I blinked back tears, then leaned to my right to rest my head against his shoulder. He had to drop his hand from my hair at that point, but he took that moment to adjust himself so that he could wrap an arm around me. Tucked even closer to him now, I clasped my hands and prayed the words that fell from my mouth would be accepted and that his feelings for me wouldn’t change after hearing them.

“I saw my first dead body when I was thirteen.” I cleared my throat. “My daddy said I was an inquisitive child while Mama pinched me more times than enough for being nosy in church. But I stood firm in my defense that those old biddies at church talked loud on purpose because they wanted everyone to know who deacon so-and-so was sleeping with besides his wife.”

His chest rumbled with a slight chuckle, and I relaxed just a little.

“Mama wasn’t really wrong though.

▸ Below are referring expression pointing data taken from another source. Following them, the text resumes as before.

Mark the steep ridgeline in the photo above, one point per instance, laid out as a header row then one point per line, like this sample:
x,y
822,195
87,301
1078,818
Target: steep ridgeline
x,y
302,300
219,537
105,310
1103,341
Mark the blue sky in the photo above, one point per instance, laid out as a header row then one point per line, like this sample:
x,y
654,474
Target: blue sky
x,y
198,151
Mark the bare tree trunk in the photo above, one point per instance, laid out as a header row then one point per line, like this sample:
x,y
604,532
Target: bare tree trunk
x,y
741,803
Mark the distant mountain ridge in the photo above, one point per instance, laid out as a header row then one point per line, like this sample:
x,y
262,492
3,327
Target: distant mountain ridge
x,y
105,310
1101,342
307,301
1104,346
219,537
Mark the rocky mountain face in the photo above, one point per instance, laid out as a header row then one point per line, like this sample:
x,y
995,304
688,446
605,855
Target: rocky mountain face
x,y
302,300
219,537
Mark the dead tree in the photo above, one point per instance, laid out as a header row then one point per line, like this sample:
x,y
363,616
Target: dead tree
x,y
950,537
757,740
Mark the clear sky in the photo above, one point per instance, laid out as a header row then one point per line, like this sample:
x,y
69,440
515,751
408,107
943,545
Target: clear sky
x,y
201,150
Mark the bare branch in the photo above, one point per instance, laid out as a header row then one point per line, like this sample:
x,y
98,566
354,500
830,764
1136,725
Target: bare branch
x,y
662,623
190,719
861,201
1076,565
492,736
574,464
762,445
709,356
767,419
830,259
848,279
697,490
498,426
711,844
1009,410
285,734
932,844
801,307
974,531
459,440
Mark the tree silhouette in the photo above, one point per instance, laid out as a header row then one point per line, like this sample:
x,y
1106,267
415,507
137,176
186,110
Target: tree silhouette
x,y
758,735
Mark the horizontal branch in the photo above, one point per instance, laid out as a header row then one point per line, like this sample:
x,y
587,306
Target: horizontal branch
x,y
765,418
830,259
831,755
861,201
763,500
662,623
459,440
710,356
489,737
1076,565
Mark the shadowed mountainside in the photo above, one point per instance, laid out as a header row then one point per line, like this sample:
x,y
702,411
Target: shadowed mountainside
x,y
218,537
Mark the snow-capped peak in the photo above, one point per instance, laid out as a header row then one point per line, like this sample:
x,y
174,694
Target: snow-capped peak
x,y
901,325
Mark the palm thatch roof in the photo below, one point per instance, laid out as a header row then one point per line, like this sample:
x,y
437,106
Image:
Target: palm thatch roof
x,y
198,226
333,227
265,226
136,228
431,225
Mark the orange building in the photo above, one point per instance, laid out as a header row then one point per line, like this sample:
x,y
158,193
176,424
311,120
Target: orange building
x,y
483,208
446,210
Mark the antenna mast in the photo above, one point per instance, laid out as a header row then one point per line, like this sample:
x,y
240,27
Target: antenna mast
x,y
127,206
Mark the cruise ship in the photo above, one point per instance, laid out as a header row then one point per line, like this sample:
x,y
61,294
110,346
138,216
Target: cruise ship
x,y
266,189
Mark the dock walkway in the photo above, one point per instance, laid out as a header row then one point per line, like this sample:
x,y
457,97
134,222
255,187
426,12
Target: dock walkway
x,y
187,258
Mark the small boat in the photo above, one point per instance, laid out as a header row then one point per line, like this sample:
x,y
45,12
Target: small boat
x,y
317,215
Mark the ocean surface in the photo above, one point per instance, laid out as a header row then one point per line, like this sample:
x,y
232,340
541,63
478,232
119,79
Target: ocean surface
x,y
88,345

I was nosy. It was that nosiness that landed me in the back of Cade’s Navigator on a Saturday night. I loved and admired my big brother. I wanted to do everything he did, to someday be his second in command.” That last part was spoken a little softer. It occurred to me in that moment that KC hadn’t been the next in line to take over the Ryders when Fabian stepped aside. His cousin, Zayn, was in that position now, but I never asked Fabian why.

“At nineteen, Cade commanded everything around him. He was so much like Daddy, but still different. Like, he had his own mind and his own rules. Nobody messed with him, and when they did, they regretted that decision immediately. I wanted that same respect.”

“You didn’t get it?” he asked. “Were you bullied?”